Eigentlich könnten ihre musikalischen Welten kaum verschiedener sein: Während die 93-jährige Ruth Rupp seit sieben Jahren als Teil der "Ü70-Truppe" im St. Pauli Theater ihr Hamburger Publikum begeistert, tourt Chris Harms mit seiner erfolgreichen Dark-Metal-Gruppe "Lord Of The Lost" durch Europa, Mexiko und Russland.
Alter Chor und junge Musik
Als die Seniorin also in einem Hamburger Tonstudio auf den 39-jährigen Chris trifft, ist sie erstaunt, dass sie mit dem Heavy Metal-Sänger viele Gemeinsamkeiten hat. So verschieden die zwei Menschen auf den ersten Blick erscheinen, verbindet sie doch ihre Leidenschaft für die Musik. "Wir sind ja nun alle nicht mehr die Jüngsten", sagt Ruth über ihren "Heaven Can Wait Chor". Zwischen 70 und 93 Jahre alt sind die Mitglieder und auf ihrem Programm stehen hier ausschließlich die Hits ihrer Enkel. Songs von den "Fantastischen Vier" oder Sarah Connor zum Beispiel.
"Wenn man so alt geworden ist, dann ist das doch im Grunde genommen für alle eine Bestätigung, noch auf der Bühne stehen zu dürfen, singen zu dürfen und noch sogar Erfolg zu haben", findet Ruth.
Mehr Gemeinsames statt Trennendes
Auch Chris von "Lord Of The Lost" liebt es auf der Bühne zu stehen und das Publikum zu überraschen. "Es gibt Songs, die bestehen nur aus Geknüppel und Gebrülle und auf der anderen Seite gibt es Herzschmerzklavierballaden - und das alles sind wir", erklärt der Front-Sänger den Musikstil von "Lord Of The Lost". Die Jungs sind ähnlich experimentierfreudig wie der Senioren-Chor und produzierten bereits zweimal Klassikalben und Ensemble-Konzerte. Untypisch für eine Metal-Band. Zurzeit arbeiten sie an einem neuen Album – und dafür soll ein Lied gemeinsam mit den Senioren aufgenommen werden.

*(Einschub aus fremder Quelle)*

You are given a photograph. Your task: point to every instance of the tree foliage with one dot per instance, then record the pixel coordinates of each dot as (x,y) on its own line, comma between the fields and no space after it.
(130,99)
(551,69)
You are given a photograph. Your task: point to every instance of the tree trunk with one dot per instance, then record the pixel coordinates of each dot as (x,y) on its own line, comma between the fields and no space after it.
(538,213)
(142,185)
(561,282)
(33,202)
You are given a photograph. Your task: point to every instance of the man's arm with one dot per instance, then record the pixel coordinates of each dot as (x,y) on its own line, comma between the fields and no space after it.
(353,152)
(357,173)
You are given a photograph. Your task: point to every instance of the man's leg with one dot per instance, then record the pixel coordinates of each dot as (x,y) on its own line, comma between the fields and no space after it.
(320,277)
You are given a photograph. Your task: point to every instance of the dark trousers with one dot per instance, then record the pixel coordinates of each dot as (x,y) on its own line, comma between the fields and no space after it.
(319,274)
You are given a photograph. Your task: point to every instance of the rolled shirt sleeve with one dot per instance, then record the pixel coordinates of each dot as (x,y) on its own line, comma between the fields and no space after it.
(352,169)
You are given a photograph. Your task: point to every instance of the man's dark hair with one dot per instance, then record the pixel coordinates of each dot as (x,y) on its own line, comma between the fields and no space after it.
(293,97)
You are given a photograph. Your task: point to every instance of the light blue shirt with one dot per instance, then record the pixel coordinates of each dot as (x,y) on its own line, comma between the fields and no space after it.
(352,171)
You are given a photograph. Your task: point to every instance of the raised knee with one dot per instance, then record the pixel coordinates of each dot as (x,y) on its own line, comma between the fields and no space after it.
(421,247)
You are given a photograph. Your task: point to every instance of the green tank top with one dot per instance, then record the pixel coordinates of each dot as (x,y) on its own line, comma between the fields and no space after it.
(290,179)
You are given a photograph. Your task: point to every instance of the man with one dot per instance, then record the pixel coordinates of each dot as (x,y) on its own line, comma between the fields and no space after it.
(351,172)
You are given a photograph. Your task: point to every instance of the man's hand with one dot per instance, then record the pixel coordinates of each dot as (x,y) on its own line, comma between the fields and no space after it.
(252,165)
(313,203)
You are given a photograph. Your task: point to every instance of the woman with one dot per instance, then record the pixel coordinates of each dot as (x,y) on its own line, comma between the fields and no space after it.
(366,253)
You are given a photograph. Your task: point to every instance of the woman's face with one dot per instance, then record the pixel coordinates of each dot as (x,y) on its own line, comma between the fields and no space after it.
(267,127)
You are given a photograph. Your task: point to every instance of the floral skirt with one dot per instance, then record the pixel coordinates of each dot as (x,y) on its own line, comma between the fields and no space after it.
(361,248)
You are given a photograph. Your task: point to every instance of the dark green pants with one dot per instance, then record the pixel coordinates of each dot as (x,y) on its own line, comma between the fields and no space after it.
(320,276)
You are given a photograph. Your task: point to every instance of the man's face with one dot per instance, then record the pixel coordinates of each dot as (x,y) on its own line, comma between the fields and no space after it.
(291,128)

"We Were Young" ist wohl eine dieser Herzschmerzklavierballaden. "Das Lied geisterte mir schon viele Jahre im Kopf rum", erzählt Band-Gründer Chris. "Der Song handelt vom Älterwerden. Also eigentlich vom alt sein. Ich stelle mir das irgendwie krass vor." Dass Menschen aus der älteren Generation bei diesem Song mitsingen, erzeugt bei ihm Gänsehaut: "Das macht das Lied tiefer und interessanter."
Experiment geglückt
Bereits nach der ersten gemeinsamen Probe ist Ruth erstaunt, wie schön die Stimme des Metal-Sängers ist: "Alle dachten, na ja gut, das ist ein Experiment, wie wird das wohl werden? Und ich bin überrascht worden, wie toll das geklappt hat, wie schnell wir das aufgefasst haben, wie schön du singst", sagt sie zu Chris.
Nächtliche Fahrten im Tour-Bus, internationale große Festivals, Soundcheck, aufwendiges Schminken für die Bühne, Workout, Social Media und Fans in Ekstase versetzen – all das gehört bei einem Auftritt von "Lord Of The Lost" dazu. Ruths Welt sieht da anders aus: Vor einem Auftritt zieht sie sich lediglich kurz ihren Lippenstift nach und macht Stimmübungen. Das war’s. Und dennoch ist sie sicher: es gibt mehr, was den Senioren-Chor und die Heavy-Metal-Band verbindet statt trennt: "Musik ist ja überhaupt das, was die Menschen auf der ganzen Welt verbindet. Das ist zeitlos, das ist absolut zeitlos."
Auch nach der Aufnahme von "We Were Young" hat Ruth Chris noch einmal gesehen, die Band hatte den Seniorenchor zu ihrem nächsten Konzert eingeladen. Ruth ist hingefahren und hat das besondere Konzert "sehr genossen".